Lost Highway is the story of Fred Madison, a jazz trumpeter in Neuwirth's opera (saxophonist in the film), suffering from a rare mental illness called psychogenic fugue. The National Library of Medicine describes psychogenic fugue as a "disorder of memory that occurs following emotional or psychological trauma and results in a loss of one's personal past, even to the point of lost identity," which apparently sometimes leads to the creation of a new one.
Composer Olga Neuwirth stuck with the disjointed structure of the film, which Lynch and co-writer Barry Gifford built in non-linear — and not always chronological — scenes. Early in the story, a series of increasingly weird video tapes arrives at the Madison household. Madison and his wife watch them together, and seeing a grainy, nocturnal tour of their own home (including an overhead view of themselves asleep on their bed), they call the police. It becomes apparent that there's some distance between husband and wife, and that he's questioning her fidelity. Before long a tape arrives that shows, apparently, that he has killed her. The police take him to jail where, while on death row, he morphs into a youthful auto mechanic. The audience sees this as reality, and the jailers treat it as if it is — but what has actually happened goes unexplained.

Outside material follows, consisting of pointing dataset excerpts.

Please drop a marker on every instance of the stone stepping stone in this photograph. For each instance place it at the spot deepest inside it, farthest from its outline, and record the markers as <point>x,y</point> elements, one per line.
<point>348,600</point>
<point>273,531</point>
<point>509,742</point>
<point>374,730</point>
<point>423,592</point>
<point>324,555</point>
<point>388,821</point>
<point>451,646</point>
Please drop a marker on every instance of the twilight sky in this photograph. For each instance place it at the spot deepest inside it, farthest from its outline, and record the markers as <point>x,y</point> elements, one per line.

Lost Highway's subject matter and storytelling structure are challenging, but the technical aspects are something else entirely. During rehearsal last week, Jonathan Field, who directs the staging, said it certainly ranks among the most technically complex productions he has ever worked on. Each of the 30 players in the pit orchestra — Oberlin's contemporary music ensemble — is miked, as are the 11 members of the cast. Instruments and voices are allowed to sound naturally at some parts, but in moments of shifting perspective or mood, they become sources for electronic manipulation. Sounds are processed live through a computer in real time, shifting pitches and modulating to make the voices and instruments take on different personalities.
"The story deals with multiple personalities and the ability of someone to shift realities," says Tom Lopez, sound designer and associate professor of computer music and digital arts at the conservatory. "One way this is carried out is to have a character's voice shift [from natural to digitally processed] while they are singing."

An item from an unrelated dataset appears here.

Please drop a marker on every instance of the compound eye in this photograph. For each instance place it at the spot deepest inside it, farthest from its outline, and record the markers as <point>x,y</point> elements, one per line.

The production also uses a spatial tool for letting the audience know different perspectives are in play. Finney Chapel will be outfitted with 20 loudspeakers, positioned around the hall, which enables the focus of the sound to move with precise control.
"We have a really beautiful performance interface that looks like an Etch-a-Sketch," Lopez says. "You can play it with your finger to move the sound around in the hall."
It's not your grandmother's opera, if indeed it should be called opera at all.
And there's more. All the live action takes place behind a sheer, rectangular scrim, roughly the proportion of a movie screen. The scrim serves as a window, but also a surface for projecting video, which was shot with the cast at locations around town — Field's house and the homes of other faculty members — to take the place of the mysterious video tapes.
The fragmentary, mixed-up and sampled nature of Neuworth's work extends to the composition of the music. What Lynch has done with the disjointed structure and gritty darkness of his film, Neuwirth seems to have done with sound. As she told Newsweek, "My music must always be a riddle. I like to change musical structures very rapidly. There is never a theme you can easily latch onto. I constantly give different angles to my music."
And so she charges performers to improvise, to sing falsetto, and calls for driving dance music and a wild trumpet solo. And then there's another thing.
"I think for every passage of driving dance rhythm," Sacks says, "there is another passage of entirely disorienting music."
Or, in the words of producer Nielson, "I think people are going to say, "Oh my god, what happened to me.'"
Fasten your seatbelts. And not just for the drive.